Spotlight on the Poem: August: Osage County

Drawn from an article by Deborah Kochman (Letts Net):

As homage to his late mentor Howard Starks, Tracy Letts titled his play set in Pawhuska, Oklahoma after Starks’s poem “August: Osage County.” The poem, published in the Oklahoman poet’s book of poetry titled Family Album: A Collection of Poetry (1997), touches on themes of ageing, the passage of time, and the simple, yet poignant, words and actions of loved ones while waiting, sometimes expectantly, for death. Letts’s play delves into similar themes, but the poetic references extend beyond August: Osage County’s thematic commonalities with its progenitor. Throughout the play — but most significantly in the prologue – more than a dozen references to poets and poetry create a strong sense of the nostalgia and irony characteristic of postmodern works. As Courtney Elkin Mohler explains, the play “articulates a kind of ‘ironized nostaligia’” and “can be read as a postmodern rumination on the American identity and family in the 2000s.” Not surprisingly, some theater critics, such as Chris Jones, Charles Isherwood, and Teresa Choate, describe August as a postmodern portrait of a dysfunctional contemporary American family replete with alcoholism, drug-addiction, suicide, infidelity, child-molestation, and incest. However, I assert that in this Shakespearean-length tragicomedy the numerous references to poets and poetry are more than mere intertextual references challenging a “master narrative” or criticizing liberal humanism.
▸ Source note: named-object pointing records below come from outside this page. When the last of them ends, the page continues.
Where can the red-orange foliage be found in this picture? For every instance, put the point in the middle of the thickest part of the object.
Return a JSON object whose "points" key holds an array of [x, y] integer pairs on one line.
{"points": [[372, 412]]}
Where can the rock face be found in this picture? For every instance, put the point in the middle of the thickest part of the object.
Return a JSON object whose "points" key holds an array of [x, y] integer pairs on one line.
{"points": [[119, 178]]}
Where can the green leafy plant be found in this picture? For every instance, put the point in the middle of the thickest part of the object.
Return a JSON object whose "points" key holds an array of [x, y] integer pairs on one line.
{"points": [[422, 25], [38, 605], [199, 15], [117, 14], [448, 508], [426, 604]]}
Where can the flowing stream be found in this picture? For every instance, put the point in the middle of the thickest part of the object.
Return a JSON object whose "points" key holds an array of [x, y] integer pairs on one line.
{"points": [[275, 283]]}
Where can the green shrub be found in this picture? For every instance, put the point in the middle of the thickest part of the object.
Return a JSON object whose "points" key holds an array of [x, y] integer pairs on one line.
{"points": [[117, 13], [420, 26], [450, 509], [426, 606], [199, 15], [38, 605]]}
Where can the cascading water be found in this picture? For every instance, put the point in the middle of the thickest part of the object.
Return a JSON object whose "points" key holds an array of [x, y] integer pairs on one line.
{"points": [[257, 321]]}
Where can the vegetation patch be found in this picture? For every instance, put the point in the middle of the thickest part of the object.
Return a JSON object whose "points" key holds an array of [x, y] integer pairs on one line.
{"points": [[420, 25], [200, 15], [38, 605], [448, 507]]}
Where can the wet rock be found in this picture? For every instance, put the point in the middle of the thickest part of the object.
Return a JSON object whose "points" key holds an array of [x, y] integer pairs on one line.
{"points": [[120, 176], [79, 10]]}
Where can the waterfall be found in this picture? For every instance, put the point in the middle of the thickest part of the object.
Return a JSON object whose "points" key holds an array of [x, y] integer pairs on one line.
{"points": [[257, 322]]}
Rather, in August: Osage County the allusions and references to poets and their poetry, including framing the play with quotes from Eliot’s “The Hollow Men,” point to the diminishment or dismissal of the intrinsic value of poetry in the lives of the Westons — the allegorical representation of Western ideology’s “master narrative.”


“August: Osage County”

by Howard Starks

published in Family Album: a Collection of Poetry
Running Board Press, Durant, OK 1995

Dust hangs heavy in the dull catalpas;
the cicadas are scraping interminably
at the heart-thickened air—
no rain in three weeks, no real breeze all day,
In the dim room,
the blinds grimly endure the deadly light,
protecting the machined air,
as the watchers watch the old lady die.

“I’m eighty-six,” she said: “it’s high time—
now John’s gone.”
And to the town’s new doctor
“You’re a good boy,” (she had a great-grandson
who was older,) “so don’t fiddle around.
When fighting was needed, I fought –
But I’m all fought out.”
and later—
“John left when he was due—well—I’m due now,”
“I promise, “ he whispered;
I’ve learned when right is right.”

Now, her daughters sit – – and her grand-daughters –
and at night, her grandsons- –
and her pampered sons-in-law.
One of these, not known for eloquence – –
or tears—said, last week,
“Ola, chance gave me a mother,
but God gave me two.”
She smiled at that,
“yes, I had one boy; god gave me seven more.”

She lies under the sheet,
Thin as one of her old kitchen knives,
honed by years and use to fragile sharpness,
but too well-tempered to break just yet.

It’s two days since she spoke—
“Don’t cry, Bessie;
puppies just die, that’s all.”
(A girl again,
gentling baby sister.)

All the watchers can do
is wipe her dry mouth with gentle wetness.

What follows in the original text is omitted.